Wade, who was born in Senegal and later moved to Europe and the United States, spent years of her life wondering why communities in Africa were suffering from poverty and those in other parts of the world were thriving economically. Eventually, she concluded that the complex and detrimental business policies in many African nations were stunting their economic growth — and she began to advocate for smoother, easier, more functional business opportunities across the continent.
“I can’t think of a better ambassador for the mission and the vision of the Institute, which is the power of business to deliver on economic growth and social freedom,” said WDI President Paul Clyde, as he welcomed her to give her “The Heart of the Cheetah: Entrepreneurship & Prosperity in Africa” talk. Describing her impact and connection to WDI, Clyde explained that Wade is a “tireless supporter of individuals and their ability to create economic value when given the opportunity to do so.”

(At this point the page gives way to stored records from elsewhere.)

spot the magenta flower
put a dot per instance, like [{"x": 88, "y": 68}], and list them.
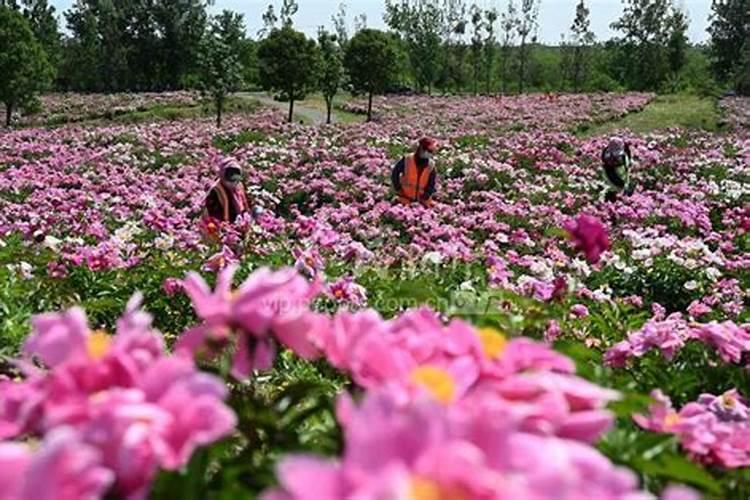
[
  {"x": 713, "y": 430},
  {"x": 268, "y": 307},
  {"x": 171, "y": 286},
  {"x": 552, "y": 331},
  {"x": 589, "y": 236},
  {"x": 427, "y": 451},
  {"x": 731, "y": 340},
  {"x": 579, "y": 311},
  {"x": 345, "y": 290}
]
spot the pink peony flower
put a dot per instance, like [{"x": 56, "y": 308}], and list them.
[
  {"x": 171, "y": 286},
  {"x": 269, "y": 306},
  {"x": 579, "y": 311},
  {"x": 64, "y": 468},
  {"x": 588, "y": 235},
  {"x": 347, "y": 291},
  {"x": 423, "y": 450},
  {"x": 122, "y": 395},
  {"x": 731, "y": 340},
  {"x": 552, "y": 331}
]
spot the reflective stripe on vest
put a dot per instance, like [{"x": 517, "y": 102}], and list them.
[
  {"x": 223, "y": 199},
  {"x": 413, "y": 185}
]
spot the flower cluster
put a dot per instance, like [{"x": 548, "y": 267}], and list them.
[
  {"x": 110, "y": 410},
  {"x": 421, "y": 450},
  {"x": 714, "y": 430},
  {"x": 669, "y": 335}
]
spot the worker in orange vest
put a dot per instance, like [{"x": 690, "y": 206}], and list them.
[
  {"x": 226, "y": 200},
  {"x": 414, "y": 176}
]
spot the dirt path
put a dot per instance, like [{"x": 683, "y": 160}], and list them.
[{"x": 309, "y": 114}]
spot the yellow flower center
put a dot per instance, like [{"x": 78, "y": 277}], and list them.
[
  {"x": 493, "y": 342},
  {"x": 436, "y": 381},
  {"x": 671, "y": 420},
  {"x": 98, "y": 344},
  {"x": 426, "y": 489}
]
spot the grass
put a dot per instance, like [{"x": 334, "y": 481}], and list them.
[
  {"x": 233, "y": 104},
  {"x": 667, "y": 111},
  {"x": 339, "y": 115},
  {"x": 317, "y": 103}
]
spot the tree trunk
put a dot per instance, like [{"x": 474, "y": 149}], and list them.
[
  {"x": 219, "y": 110},
  {"x": 522, "y": 64}
]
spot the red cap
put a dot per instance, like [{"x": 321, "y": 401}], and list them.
[{"x": 428, "y": 144}]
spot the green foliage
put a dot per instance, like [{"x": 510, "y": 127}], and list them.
[
  {"x": 653, "y": 41},
  {"x": 742, "y": 73},
  {"x": 220, "y": 68},
  {"x": 730, "y": 30},
  {"x": 130, "y": 45},
  {"x": 289, "y": 64},
  {"x": 421, "y": 24},
  {"x": 229, "y": 143},
  {"x": 577, "y": 50},
  {"x": 331, "y": 68},
  {"x": 370, "y": 58},
  {"x": 24, "y": 70},
  {"x": 678, "y": 110}
]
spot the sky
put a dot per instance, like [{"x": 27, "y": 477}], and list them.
[{"x": 555, "y": 16}]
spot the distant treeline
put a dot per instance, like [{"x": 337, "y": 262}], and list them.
[{"x": 434, "y": 46}]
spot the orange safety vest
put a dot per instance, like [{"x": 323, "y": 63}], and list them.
[
  {"x": 413, "y": 185},
  {"x": 224, "y": 199}
]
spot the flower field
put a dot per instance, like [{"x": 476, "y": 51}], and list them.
[{"x": 523, "y": 338}]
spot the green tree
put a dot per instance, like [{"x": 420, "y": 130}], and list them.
[
  {"x": 508, "y": 24},
  {"x": 647, "y": 27},
  {"x": 132, "y": 44},
  {"x": 269, "y": 21},
  {"x": 677, "y": 44},
  {"x": 730, "y": 29},
  {"x": 577, "y": 51},
  {"x": 370, "y": 60},
  {"x": 288, "y": 9},
  {"x": 339, "y": 26},
  {"x": 24, "y": 70},
  {"x": 331, "y": 68},
  {"x": 41, "y": 17},
  {"x": 742, "y": 73},
  {"x": 420, "y": 24},
  {"x": 288, "y": 63},
  {"x": 219, "y": 59},
  {"x": 179, "y": 26},
  {"x": 490, "y": 17},
  {"x": 477, "y": 24},
  {"x": 526, "y": 27},
  {"x": 454, "y": 26}
]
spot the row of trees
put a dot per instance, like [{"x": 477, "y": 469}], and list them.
[{"x": 431, "y": 44}]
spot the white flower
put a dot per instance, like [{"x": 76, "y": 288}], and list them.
[
  {"x": 580, "y": 266},
  {"x": 691, "y": 285},
  {"x": 466, "y": 285},
  {"x": 641, "y": 254},
  {"x": 52, "y": 243},
  {"x": 432, "y": 258},
  {"x": 712, "y": 273}
]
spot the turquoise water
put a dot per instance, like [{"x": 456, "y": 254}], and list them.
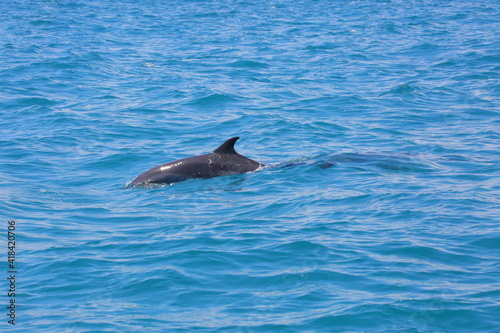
[{"x": 379, "y": 121}]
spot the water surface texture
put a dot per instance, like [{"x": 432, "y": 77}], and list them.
[{"x": 379, "y": 121}]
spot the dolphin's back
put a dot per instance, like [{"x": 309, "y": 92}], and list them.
[{"x": 222, "y": 161}]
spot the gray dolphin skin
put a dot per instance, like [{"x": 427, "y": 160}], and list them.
[{"x": 222, "y": 161}]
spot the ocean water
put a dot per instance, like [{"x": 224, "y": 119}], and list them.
[{"x": 379, "y": 121}]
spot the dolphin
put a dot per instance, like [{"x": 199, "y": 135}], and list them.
[{"x": 222, "y": 161}]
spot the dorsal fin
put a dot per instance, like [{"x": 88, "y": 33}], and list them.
[{"x": 227, "y": 147}]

After detailing the many-layered difficulties that arise when doing business in an African nation from strict government policies, challenging taxes and complex business systems, Wade asked the crowd whether they would choose to do business in a place that created roadblocks or one that allowed for a smooth path. That question, she said, provided the answer she’d been searching for all along. “At the end of the day, you are poor because you have no money. There’s not enough money to take care of your primary needs. You have no money because you have no income. What is the source of income for most of us? Jobs. Where do jobs come from? The private sector. And so don’t you then think that we should make it easy for businesses to be born and thrive.”
This conclusion set her on her path to boost economic freedom and business opportunities across the continent, through her own enterprises, speaking engagements, policy advocacy and powerful global fellowships. Her TED Talk, “Why it is too hard to start a business in Africa — and how to change it” has been viewed by over 600,000 people. She’s a Young Global Leader with the World Economic Forum at Davos, a TED Global Africa Fellow, and one of Forbes’ “10 Youngest Power Women in Africa.”
Wade has built multiple businesses in Africa inspired by diverse African traditions, including her most recent endeavor, SkinIsSkin.com. She urges the global community to shift its perspective from aiding African communities. Instead of creating a system that relies on aid, she tells global consumers to “buy African products made in Africa by Africans.” Her point: let business thrive, and Africa will thrive.
Wade has seen the impact her businesses and entrepreneurial mindset have had on herself and others. Her manufacturing-focused businesses have helped boost rural communities’ manufacturing facilities. Meanwhile, Wade continues to advocate for policy changes at the national and local levels through groups like the Atlas Network’s Center for African Prosperity. Still, she knows there’s more room for growth.
“Whatever we’ve been able to accomplish, it would be multiplied by the right business environment,” Wade said. “At the end of the day, I believe that business is the greatest force of good.”